Si facevano chiamare “impegnati” e questa parola aveva ribattezzato ogni cosa facesse parte della loro esistenza comune, per cui vedevano solo film “impegnati”, ascoltavano musica “impegnata”, andavano a teatri “impegnati”, organizzavano feste “impegnate”, ti invitavano a cene “impegnate” a scampagnate “impegnate”, e pure le scopate se le facevano “impegnate”.
Vi state meravigliando? Invece sì c’erano anche quelle. Perché tutto quello che era puro e semplice divertimento era bandito dalla coscienza collettiva.
Tutto questo panegirico per introdurre una riflessione.
Giammai per dirvi che alla mia età sono divenuto epigono di quella gente e del loro stile di vita. Anzi, più vado avanti e più sorge prepotente la voglia di fancazzare o se volete cazzeggiare a seconda che stiate al di sotto o al di sopra del Rubicone, ma tra eccessi opposti, quello da eterno impegnato e quello da eterno edonista ci sono di mezzo tremila sfumature.
E allora mi domando e dico, va bene che c’è Sanremo e che ogni puntata ne spunta fuori una peggio dell’altra, è vero che il Milan va male e la Juventus è perennemente sotto inchiesta, è vero che c’era la minaccia delle tempesta di neve, ma è possibile che certi fatti e certe notizie siano state ammantate dalla coltre del silenzio?
Non per fare, appunto, “l’impegnato”, ma c’è quello che è successo in Turchia. Una ecatombe nella quale il numero di vittime sale di giorno in giorno, (al momento in cui sto scrivendo siamo a quota 22.000) e dove, a ogni levata del sole, si registrano casi pietosi talmente emozionanti che a guardar le foto o a leggere di storie non si riesce a trattenere le lacrime.
Persone, bambini, bambini, quanti bambini ritrovati vivi sotto cumuli di macerie dopo giorni, anche cinque, e altri che purtroppo non ce l’hanno fatta e hanno ancora il papà che li tiene per mano.
Uno strazio al quale assistiamo che a quanto pare non scalfisce le emozioni e non suscita nella nostra comunità né solidarietà né dolore. Una tragedia che meriterebbe qualcosa di più di quello che la comunità internazionale sta facendo.

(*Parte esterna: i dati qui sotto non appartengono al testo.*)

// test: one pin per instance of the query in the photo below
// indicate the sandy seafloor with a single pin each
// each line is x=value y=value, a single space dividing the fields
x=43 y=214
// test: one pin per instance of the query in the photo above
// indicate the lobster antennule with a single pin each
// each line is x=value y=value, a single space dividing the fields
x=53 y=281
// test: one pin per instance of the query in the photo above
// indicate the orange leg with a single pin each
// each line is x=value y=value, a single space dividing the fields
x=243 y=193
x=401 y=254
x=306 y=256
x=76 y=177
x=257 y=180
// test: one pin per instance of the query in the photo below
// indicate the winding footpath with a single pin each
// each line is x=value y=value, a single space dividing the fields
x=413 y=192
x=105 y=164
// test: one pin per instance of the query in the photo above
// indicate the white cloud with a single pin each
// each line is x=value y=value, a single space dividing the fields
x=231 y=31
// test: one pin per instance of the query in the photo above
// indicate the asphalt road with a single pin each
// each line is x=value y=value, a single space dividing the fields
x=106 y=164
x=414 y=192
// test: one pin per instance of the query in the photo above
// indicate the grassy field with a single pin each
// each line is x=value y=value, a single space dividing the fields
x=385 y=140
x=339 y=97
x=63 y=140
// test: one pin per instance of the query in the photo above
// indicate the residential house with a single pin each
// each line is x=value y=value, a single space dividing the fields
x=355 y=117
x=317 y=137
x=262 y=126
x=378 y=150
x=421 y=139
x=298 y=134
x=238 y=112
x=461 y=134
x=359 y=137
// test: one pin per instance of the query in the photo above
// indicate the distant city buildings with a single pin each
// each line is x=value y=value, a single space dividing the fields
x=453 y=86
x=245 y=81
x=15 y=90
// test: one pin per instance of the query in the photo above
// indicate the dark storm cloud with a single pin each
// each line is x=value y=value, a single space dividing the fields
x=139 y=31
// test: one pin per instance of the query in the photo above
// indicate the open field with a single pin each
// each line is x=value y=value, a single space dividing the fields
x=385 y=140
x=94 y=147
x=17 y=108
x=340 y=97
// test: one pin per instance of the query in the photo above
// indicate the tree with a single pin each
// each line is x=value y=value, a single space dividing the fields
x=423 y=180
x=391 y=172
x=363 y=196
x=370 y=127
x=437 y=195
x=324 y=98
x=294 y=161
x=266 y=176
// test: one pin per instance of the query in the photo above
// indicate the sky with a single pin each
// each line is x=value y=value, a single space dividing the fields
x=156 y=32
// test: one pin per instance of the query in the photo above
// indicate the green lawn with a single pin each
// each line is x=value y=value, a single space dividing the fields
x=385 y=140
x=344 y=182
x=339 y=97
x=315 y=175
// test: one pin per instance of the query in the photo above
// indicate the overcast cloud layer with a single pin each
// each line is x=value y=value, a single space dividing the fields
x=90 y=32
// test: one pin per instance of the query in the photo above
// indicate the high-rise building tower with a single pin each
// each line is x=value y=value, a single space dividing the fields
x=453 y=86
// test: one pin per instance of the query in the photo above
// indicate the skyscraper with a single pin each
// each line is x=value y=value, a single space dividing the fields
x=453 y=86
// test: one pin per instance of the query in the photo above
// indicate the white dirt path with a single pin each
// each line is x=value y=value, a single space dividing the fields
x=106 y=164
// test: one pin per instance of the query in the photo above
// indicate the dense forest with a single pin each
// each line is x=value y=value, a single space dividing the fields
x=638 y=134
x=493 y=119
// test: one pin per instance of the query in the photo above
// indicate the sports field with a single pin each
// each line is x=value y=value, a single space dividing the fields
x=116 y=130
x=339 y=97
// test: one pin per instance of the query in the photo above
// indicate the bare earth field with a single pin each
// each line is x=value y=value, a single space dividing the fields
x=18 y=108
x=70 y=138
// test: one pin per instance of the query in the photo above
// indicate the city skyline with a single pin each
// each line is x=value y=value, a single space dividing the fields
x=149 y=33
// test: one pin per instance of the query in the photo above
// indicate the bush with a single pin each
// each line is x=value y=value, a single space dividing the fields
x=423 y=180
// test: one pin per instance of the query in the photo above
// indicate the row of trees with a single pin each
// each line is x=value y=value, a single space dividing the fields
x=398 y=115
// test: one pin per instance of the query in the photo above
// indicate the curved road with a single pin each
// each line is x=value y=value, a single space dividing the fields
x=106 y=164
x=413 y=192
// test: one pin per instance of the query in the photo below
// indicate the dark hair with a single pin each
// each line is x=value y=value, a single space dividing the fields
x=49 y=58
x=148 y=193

E che meriterebbe di avere di più della nostra attenzione a cominciare da Sanremo, dove si sta parlando di tutto e di più, ma dove, a parte una rapida citazione nella prima puntata, del disastro in Turchia non se n’é più parlato nonostante che, con lo scorrere delle puntate del festival, stia assumendo proporzioni apocalittiche.
Ma non se ne parla neanche sulla agorà di Facebook, quella che vede di volta in volta 50 milioni di italiani discettare e accapigliarsi sull’argomento del giorno, trasformandosi in esperti virologi, ingeneri, astrofisici, costituzionalisti oltre che ovviamente Commissari Tecnici della Nazionale di calcio.
Su tutto un silenzio innaturale, spettrale, preoccupante.
E se il silenzio cade sulle tristi vicende dell’Anatolia, cade anche su alcuni fatti che interessano la politica italiana.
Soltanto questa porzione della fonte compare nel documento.